- Born: Jakub Dębski 10 June 1988 (age 38) Warsaw, Poland
- Occupations: YouTuber; illustrator; cartoonist; animator;

YouTube information
- Channel: Dem3000;
- Years active: 2010–present
- Subscribers: 533 thousand
- Views: 148 millions
- Website: www.demland.pl

= Jakub Dębski =

Polish cartoonist

Jakub Dębski (/pl/; born 10 June 1988), known online as Dem or Dem3000, is a cartoonist, writer, and YouTuber most known as the creator of the Kuce z Bronksu animated web series.

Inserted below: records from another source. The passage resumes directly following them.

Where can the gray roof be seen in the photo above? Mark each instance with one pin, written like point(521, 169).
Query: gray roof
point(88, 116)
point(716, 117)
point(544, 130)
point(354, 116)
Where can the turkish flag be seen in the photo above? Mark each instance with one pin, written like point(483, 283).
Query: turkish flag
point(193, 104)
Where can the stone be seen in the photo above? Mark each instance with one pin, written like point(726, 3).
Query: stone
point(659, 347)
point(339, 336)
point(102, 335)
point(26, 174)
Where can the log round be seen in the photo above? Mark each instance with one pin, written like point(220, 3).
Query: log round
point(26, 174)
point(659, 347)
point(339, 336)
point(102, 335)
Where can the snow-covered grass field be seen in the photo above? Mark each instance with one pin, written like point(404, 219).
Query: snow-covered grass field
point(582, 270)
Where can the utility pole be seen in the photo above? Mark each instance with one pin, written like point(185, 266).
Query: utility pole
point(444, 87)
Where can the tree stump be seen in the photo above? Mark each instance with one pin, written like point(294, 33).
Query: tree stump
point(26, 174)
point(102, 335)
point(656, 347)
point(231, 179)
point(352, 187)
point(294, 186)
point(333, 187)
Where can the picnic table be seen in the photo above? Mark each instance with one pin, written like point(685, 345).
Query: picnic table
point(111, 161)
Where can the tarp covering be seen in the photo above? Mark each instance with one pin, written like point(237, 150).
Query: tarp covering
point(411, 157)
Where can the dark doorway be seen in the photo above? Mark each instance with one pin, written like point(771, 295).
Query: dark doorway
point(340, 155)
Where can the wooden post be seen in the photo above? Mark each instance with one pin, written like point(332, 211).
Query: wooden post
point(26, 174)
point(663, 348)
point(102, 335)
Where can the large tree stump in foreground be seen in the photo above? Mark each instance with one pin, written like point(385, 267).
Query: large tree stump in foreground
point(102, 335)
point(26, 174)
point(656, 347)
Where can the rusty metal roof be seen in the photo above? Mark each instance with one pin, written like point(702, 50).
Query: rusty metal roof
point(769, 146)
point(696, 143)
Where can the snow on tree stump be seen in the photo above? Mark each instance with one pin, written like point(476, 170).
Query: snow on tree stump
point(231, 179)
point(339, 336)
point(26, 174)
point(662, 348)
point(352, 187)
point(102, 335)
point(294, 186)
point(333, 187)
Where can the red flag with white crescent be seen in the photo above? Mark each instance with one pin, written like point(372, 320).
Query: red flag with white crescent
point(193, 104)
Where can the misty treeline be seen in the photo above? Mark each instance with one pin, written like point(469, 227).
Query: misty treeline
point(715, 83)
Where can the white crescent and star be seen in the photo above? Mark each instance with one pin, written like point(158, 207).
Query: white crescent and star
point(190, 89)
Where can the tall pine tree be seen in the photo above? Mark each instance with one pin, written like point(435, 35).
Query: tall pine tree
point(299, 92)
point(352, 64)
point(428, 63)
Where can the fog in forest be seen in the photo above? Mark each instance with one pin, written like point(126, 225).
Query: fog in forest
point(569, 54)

His most prominent comic books include Duże ilości naraz psów (2007), Raptory (2018), Magowie (2020), and Czyjś Syn (2024).

== Career ==
=== Comics ===
Jakub Dębski started his career publishing webcomics on his website in 2004. He first gained popularity with Duże ilości naraz psów in 2007 and self-published his first printed comic book Brak zrozumienia dla realizmu in 2010.

His style consists of basic stick figures on simple white or gray backgrounds. He has been called a minimalist cartoonist with his works exhibited next to other Polish minimalist comic book artists.

His semi-autobiographical work Czyjś Syn has been named The Best Independent Comic of 2024 at the Złote Kurczaki award show.

He is a co-founder of NetKolektyw, a group of webcomic artists from Poland.

=== YouTube ===
In 2011 he published his first video on his YouTube channel, an advertisement for his webcomic merchandise. Over the years he expanded the scope of his channel. As of February 2025 it includes a variety of formats - comedy sketches, animated shorts, genuine and satirical vlogs, film reviews, top 10 lists and video essays. His most famous works include an animated series lampooning My Little Pony: Friendship Is Magic called Kuce z Bronksu and Star Trek Przerobiony, a show created by cutting clips from Star Trek: The Animated Series and replacing the soundtrack with new voices.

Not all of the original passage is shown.